Unfortunately, the cost of promoting newly discovered species that are out of place in our native ecosystem is rarely known until years after introduction. Much of the time there are minimal impacts to the native ecosystem from well-contained non-native landscapes. Occasionally however, a plant or tree can escape and pose enormous consequences to native plant communities.
Pyrus calleryana, is one such exotic species that has “escaped”. Ornamental (Callery) pear trees have been prized for their tidy form and magnificent spring display of snow white flowers. Although now known to be weak-wooded and prone to storm damage, Callery pear cultivars such as ‘Redspire’, ‘Bradford’, ‘Capital’, ‘Cleveland Select’, and others are foundational to many landscapes because of their sure establishment and nearly pest-free acclaim.
Although earlier thought to be sterile and unable to reproduce, wild hybrids are now sprouting up across the country where landscape pear plantings have matured. These new pear hybrids are not only thorny, but also have retained the weak branching structure of the parent cultivars. Hybrids from nursery-produced trees are also extremely vigorous and seem to tolerate numerous site conditions, eventually producing a thorn-filled stand of trees too thick for native regeneration. This spread may prove to be one of the most serious problems to date for land managers and homeowners alike.
Within our neighboring state of Missouri, Columbia Park Natural Resource Supervisor Brett O’Brien successfully partnered with the Missouri Department of Conservation and the Missouri Community Forestry Council to form an educational program called, “Stop the Spread!” In 2002, the Columbia Parks Department began noticing wild pear trees growing in a natural area. Within 6 years, thorny hybrid pear trees are now abundant and increasing within Columbia utility right-of-ways, natural areas, and even well-maintained park landscapes.

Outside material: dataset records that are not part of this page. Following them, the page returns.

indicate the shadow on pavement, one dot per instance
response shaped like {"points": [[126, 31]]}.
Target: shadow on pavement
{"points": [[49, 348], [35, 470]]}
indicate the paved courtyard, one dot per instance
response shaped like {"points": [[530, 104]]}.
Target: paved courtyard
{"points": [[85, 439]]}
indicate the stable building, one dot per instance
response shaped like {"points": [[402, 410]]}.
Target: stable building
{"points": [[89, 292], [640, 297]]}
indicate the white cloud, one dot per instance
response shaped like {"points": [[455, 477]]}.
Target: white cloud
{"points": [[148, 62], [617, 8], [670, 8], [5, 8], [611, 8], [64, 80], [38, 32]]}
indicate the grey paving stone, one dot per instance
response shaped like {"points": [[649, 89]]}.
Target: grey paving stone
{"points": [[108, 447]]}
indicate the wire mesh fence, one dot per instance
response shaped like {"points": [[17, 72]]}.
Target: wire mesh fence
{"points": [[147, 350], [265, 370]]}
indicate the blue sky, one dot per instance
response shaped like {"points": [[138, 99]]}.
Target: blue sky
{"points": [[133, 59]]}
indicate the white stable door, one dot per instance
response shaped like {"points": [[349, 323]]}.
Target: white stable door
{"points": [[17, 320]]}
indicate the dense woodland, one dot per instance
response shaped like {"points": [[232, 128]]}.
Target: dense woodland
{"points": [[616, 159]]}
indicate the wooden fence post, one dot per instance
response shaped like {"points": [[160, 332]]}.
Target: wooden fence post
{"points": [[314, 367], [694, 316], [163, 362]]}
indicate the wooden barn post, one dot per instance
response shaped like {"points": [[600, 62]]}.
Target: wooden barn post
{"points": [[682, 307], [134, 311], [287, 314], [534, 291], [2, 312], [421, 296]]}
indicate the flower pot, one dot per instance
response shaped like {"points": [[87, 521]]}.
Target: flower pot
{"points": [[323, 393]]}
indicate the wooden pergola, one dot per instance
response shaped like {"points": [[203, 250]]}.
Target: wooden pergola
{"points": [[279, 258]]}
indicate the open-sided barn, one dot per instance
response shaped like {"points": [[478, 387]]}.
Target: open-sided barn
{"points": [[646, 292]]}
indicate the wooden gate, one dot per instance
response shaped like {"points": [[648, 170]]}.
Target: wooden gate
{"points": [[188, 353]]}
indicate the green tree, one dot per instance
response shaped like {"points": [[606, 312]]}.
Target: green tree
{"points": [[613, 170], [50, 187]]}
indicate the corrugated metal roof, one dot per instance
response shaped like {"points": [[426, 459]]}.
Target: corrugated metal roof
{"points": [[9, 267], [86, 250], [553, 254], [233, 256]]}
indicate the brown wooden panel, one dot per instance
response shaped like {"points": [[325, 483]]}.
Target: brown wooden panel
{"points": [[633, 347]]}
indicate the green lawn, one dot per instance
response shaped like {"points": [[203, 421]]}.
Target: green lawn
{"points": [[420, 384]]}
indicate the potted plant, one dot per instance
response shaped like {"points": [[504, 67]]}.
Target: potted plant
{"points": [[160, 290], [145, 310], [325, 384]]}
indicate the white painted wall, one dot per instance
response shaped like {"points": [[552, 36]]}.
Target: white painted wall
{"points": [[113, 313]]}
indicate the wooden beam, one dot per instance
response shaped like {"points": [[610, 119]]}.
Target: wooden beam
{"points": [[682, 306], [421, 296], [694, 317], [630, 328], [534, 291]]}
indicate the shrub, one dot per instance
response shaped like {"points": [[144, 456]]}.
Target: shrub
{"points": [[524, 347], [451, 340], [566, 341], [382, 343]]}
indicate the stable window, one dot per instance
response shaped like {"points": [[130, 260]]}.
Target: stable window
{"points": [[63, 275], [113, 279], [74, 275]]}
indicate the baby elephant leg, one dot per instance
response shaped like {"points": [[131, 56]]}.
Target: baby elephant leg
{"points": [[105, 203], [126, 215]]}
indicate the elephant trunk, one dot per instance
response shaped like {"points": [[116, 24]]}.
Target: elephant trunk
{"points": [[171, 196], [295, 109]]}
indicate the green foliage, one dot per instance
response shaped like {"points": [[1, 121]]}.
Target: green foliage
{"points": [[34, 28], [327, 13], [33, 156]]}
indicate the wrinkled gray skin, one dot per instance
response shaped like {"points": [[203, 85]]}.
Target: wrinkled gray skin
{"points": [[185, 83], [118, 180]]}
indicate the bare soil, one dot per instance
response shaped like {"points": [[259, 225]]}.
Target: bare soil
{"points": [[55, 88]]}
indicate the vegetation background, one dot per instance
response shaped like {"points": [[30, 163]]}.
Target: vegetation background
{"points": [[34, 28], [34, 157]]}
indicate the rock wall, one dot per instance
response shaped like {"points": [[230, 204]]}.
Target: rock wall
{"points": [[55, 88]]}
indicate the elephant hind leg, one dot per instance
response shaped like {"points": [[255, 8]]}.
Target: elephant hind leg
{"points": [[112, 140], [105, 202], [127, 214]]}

According to an article by Theresa Culley and Nicole Hardiman in Bioscience (December 2007 / Vol. 57 No. 11), Callery pear cultivars are now listed by 6 eastern states as invasive, with more to come. Culley/Hardiman note that pear hybrids spread rapidly within restored prairie wetlands and are capable of producing “impenetrable” thorny thickets.
As ornamental pear populations increase from landscape plantings within our region, the danger for cross-pollination and the production of wild pear hybrids will increase. The importance of developing awareness to this problem and reduction of market demand for ornamental pear trees is critical. Homeowners, developers, nursery growers, and municipal forestry departments share the responsibility to promote the use of alternative species as substitutes for the Callery pear. Without such cooperation, Central Iowa could soon face the costly and ecologically devastating effects of hybrid pear colonization now being realized elsewhere.